Hong Kong seems to be shaky. You've been a bear on this market all along. Why?

It has to do with whether you can be a part of China and also have U.S. interest rates. My argument is, no you can't. The second argument is, if everybody in Asia devalues their currencies and you don't devalue yours, then there are long-term consequences for the real economy. The peg [linking the Hong Kong and U.S. dollars] has had its useful day and is necessary to maintain political confidence, but it's going to take higher interest rates to actually maintain and those higher rates are deleterious for the Hong Kong economy and market. If you got rid of the peg tomorrow, the political cost would be enormous. But if you get rid of the peg sometime in the next three to five years, the cost would not be enormous because the transition to being a more integrated part of China will be more complete. And you would no longer need a political symbol to keep money in Hong Kong. There's a 30% to 40% chance there will be a crisis [before then] that will knock [the peg] out of the water, but do I want to bet on that? No. I'd bet on falling stock prices, not on an immediate end to the peg. I see the Hang Seng Index going to about 10,000 points -- that's the top end of my forecast. The bottom is 6,000.

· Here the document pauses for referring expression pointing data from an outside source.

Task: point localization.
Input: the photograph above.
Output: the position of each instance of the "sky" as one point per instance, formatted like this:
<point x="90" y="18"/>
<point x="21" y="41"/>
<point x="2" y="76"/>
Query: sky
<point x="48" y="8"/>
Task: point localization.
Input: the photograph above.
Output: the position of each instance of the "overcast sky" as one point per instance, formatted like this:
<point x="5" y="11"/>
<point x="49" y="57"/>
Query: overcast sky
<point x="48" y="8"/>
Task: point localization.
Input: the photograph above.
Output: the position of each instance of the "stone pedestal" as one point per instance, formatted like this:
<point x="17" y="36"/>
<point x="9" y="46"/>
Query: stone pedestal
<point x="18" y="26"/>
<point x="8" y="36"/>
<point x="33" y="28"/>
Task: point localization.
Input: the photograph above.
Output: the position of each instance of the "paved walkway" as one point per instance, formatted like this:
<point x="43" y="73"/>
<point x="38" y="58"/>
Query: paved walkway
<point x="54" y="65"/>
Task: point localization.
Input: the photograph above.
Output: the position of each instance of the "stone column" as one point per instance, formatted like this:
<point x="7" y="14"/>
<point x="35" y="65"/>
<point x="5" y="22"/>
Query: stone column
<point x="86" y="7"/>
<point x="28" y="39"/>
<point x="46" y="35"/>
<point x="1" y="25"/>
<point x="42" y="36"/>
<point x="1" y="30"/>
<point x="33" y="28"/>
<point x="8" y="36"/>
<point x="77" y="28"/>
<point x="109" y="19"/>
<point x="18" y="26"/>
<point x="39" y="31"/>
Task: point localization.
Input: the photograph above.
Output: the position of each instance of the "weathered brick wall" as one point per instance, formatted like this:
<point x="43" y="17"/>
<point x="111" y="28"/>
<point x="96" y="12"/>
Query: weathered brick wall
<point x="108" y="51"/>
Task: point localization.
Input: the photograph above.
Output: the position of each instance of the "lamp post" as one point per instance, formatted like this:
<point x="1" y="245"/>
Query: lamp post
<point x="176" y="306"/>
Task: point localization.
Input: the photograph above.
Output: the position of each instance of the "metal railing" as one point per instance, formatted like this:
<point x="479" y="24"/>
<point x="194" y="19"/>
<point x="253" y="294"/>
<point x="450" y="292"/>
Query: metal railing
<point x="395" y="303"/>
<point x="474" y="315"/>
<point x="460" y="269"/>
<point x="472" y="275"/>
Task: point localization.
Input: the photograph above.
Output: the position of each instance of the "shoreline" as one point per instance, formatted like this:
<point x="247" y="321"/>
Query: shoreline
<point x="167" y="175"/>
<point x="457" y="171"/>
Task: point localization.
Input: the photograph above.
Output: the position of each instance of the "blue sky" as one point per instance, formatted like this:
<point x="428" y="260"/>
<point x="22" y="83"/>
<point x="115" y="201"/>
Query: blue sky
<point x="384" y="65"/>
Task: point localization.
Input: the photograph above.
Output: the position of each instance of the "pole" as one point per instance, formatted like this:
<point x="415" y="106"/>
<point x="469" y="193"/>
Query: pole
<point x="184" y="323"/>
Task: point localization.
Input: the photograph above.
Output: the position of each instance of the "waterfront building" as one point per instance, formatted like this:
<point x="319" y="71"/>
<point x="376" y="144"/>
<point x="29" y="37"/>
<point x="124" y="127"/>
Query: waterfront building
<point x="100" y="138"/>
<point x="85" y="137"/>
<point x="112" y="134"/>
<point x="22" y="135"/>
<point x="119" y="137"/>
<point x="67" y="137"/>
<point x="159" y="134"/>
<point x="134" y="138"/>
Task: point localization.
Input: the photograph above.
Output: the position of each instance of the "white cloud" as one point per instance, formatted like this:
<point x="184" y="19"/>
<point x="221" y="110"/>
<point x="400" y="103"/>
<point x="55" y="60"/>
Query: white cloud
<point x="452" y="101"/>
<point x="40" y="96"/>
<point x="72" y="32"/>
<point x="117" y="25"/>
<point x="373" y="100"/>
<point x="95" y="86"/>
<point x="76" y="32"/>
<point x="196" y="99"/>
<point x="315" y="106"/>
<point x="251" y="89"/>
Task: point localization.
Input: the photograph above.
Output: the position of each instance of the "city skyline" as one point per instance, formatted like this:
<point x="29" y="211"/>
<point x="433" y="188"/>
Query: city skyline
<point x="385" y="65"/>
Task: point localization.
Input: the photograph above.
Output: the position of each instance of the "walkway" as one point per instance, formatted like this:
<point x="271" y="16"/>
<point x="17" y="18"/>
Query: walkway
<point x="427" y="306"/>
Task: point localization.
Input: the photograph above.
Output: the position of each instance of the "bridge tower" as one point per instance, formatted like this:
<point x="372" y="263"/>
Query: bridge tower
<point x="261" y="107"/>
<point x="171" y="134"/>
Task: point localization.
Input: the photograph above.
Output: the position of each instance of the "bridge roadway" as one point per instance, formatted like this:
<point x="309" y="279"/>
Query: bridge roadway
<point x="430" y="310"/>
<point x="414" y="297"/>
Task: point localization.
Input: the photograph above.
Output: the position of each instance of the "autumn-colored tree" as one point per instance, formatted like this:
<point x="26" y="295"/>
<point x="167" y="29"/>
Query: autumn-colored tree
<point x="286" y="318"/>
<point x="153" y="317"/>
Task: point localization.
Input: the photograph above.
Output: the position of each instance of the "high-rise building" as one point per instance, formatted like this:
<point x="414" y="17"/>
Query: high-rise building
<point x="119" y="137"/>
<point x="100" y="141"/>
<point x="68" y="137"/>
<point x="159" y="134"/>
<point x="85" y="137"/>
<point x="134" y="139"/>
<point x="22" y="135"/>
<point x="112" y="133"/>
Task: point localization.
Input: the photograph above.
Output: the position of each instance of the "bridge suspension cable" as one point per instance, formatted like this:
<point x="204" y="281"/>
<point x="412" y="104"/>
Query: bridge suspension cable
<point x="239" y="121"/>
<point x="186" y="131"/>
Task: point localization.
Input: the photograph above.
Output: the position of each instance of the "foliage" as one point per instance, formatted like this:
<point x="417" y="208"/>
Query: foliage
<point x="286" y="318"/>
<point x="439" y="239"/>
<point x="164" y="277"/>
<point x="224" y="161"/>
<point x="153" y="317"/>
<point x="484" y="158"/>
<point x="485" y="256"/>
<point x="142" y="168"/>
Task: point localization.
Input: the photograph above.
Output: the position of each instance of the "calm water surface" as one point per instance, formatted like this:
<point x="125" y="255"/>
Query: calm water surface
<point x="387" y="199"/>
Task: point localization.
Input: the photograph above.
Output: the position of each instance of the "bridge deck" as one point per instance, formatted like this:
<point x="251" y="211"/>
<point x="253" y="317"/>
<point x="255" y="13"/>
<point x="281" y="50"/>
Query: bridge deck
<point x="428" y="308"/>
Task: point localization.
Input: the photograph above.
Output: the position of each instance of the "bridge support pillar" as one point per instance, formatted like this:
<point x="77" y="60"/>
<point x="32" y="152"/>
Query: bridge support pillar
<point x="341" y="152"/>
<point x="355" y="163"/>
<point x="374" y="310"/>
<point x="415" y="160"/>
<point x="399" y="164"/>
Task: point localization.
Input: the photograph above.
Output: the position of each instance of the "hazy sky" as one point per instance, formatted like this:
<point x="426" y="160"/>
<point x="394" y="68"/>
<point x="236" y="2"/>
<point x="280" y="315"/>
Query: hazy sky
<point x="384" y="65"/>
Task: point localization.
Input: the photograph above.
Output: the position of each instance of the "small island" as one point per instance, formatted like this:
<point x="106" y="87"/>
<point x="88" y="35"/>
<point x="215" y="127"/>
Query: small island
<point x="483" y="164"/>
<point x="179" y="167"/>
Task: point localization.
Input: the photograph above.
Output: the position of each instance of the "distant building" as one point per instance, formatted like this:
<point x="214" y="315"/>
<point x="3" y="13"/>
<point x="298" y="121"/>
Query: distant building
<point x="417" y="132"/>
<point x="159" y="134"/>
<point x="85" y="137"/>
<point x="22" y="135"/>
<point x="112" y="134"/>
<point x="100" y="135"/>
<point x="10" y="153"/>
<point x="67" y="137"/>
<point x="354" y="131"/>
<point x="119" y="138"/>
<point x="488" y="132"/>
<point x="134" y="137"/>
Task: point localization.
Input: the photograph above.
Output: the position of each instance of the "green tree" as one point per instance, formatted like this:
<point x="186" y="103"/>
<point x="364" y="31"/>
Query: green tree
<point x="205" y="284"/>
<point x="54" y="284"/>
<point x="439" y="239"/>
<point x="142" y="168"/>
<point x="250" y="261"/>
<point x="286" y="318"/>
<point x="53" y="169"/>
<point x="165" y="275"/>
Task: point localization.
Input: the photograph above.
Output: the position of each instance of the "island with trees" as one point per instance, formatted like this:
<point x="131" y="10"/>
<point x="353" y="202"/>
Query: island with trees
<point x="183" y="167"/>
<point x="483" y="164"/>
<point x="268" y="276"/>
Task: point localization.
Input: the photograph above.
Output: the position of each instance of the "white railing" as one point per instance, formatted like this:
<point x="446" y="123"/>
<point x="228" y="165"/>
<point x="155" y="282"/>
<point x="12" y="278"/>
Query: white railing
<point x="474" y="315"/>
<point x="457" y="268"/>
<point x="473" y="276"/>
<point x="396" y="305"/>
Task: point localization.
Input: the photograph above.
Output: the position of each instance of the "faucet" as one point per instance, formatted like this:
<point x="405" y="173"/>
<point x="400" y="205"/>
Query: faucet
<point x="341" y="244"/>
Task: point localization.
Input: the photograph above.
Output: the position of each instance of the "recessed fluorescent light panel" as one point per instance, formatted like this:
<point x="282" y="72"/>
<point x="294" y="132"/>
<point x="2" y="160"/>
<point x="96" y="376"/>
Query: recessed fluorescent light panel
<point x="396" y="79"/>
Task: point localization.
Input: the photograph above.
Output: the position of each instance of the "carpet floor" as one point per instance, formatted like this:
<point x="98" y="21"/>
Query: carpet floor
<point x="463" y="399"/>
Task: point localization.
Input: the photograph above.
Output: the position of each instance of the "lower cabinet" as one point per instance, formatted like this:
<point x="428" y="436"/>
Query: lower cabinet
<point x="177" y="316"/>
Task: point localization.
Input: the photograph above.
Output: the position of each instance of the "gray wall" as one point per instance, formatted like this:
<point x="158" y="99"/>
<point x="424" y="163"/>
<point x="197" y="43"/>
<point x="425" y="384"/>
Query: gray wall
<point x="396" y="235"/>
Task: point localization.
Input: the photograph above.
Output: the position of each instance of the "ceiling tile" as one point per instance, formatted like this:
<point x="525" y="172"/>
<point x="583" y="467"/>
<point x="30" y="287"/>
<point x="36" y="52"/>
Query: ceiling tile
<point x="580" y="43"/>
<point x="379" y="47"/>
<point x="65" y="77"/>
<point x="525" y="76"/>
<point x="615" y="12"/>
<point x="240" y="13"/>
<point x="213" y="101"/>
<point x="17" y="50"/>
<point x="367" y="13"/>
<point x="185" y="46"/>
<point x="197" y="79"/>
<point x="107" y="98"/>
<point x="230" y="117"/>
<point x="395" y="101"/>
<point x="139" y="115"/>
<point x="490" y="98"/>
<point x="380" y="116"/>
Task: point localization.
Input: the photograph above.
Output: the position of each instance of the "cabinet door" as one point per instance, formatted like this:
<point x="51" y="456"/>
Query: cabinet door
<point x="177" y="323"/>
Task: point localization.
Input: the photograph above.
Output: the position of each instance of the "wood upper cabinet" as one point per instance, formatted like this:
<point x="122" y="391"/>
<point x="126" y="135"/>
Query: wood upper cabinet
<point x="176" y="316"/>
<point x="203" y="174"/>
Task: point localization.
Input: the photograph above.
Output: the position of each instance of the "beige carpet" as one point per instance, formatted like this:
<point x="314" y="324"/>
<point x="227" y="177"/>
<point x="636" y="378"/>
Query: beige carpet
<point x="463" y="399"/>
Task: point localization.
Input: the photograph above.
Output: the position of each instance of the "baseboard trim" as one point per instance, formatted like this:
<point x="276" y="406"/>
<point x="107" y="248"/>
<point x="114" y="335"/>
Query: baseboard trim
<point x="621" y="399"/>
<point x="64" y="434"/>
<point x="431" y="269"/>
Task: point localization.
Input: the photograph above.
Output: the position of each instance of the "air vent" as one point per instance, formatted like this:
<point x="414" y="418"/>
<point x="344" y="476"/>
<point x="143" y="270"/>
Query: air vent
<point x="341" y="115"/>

So what is the Asian investor to do?

It's very difficult to make a bull case for long-term financial assets in the short term if you think global interest rates are going to go up and Asia's are going to stay up. For the next six months or so, I wouldn't rush to try to be really smart about Asian equity markets. The answer is to diversify. Asia's not disappearing. Asia will come back and grow again, but the problem is that the transition between how we've lived over the last 10 years and how we're going to live over the next 10 years is not being well managed. I'm going to wait and see that it's better managed before I buy into it.